One of the first farmers to arrive in the Maratoto was my father-in-law, the late Mr M C Smith, who in 1922 purchased some land and built a home where he and Mrs Louisa Smith came to live. Later he purchased another block of land a short distance away. On this land was a large old house which was then owned by a Major Robert Peel who came from England with his wife and three of their five children. At that time Maratoto must have been native bush, as the house was built to face the river which ran below. The river is still known as "Peel's Creek".
I came to Maratoto when I married Harold Smith, the only son of Mr and Mrs M C Smith.
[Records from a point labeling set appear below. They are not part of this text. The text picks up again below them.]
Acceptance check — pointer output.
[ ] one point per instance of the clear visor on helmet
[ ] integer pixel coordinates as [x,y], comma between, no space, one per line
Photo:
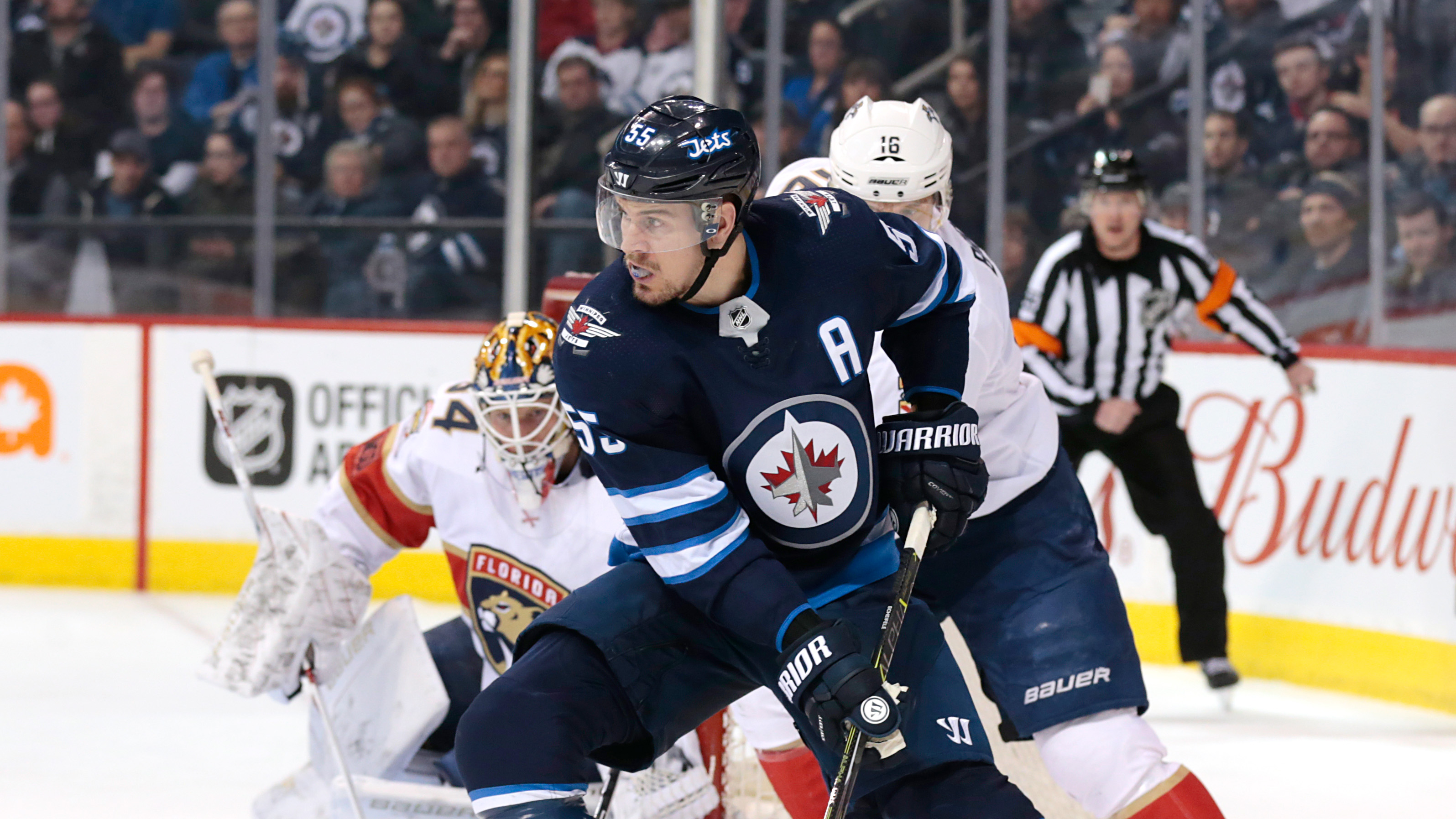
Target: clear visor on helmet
[635,224]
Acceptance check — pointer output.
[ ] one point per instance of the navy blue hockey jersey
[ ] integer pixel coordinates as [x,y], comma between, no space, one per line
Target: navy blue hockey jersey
[747,476]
We were married in 1926 and came to live in the old house and were told it had quite a history and that Major Peel used to hold tea parties and tennis parties. There was evidence of this by a large portion on flat land near the house. There was also a large magnolia tree and a tulip tree which still remain.
We lived in the house for ten or twelve years, having eight children while there. The house had eight rooms and four fire places, but no outside convenience which meant that washing had to be done and boiled in a copper with a fire underneath and rinsed in two wooden tubs near a water tank at the back of the house - no easy task with a young family to care for. After a few years electricity was installed and we found this a vast improvement.
We lived there until 1934, when Mr M C Smith died. We then went to live at the homestead, as Mrs Smith had then moved to Paeroa where she lived with her youngest daughter Rita, who was a music teacher for some years. When her mother died in 1945 she went to Australia, where at the age of 81 she still lives and corresponds with me.
My family are now married and two sons still live at Maratoto. The eldest, Edwin, married Colleen Andrewartha from Waihi, and they have built a new home on the site where Major Peel's house once stood. The other homestead has also been replaced by a new home and occupied by another son, Bernard and his wife Maureen.
After the two sons had taken over the land at Maratoto, my husband purchased this, my present home at Hikutaia. My family are now living in different parts of the country, three of them overseas, but still visit me when on holiday.
In 1962 my husband died and in recent years I have divided my time visiting members of my family, but mostly up at Maratoto where I had lived for thirtyfive years. It holds many happy memories.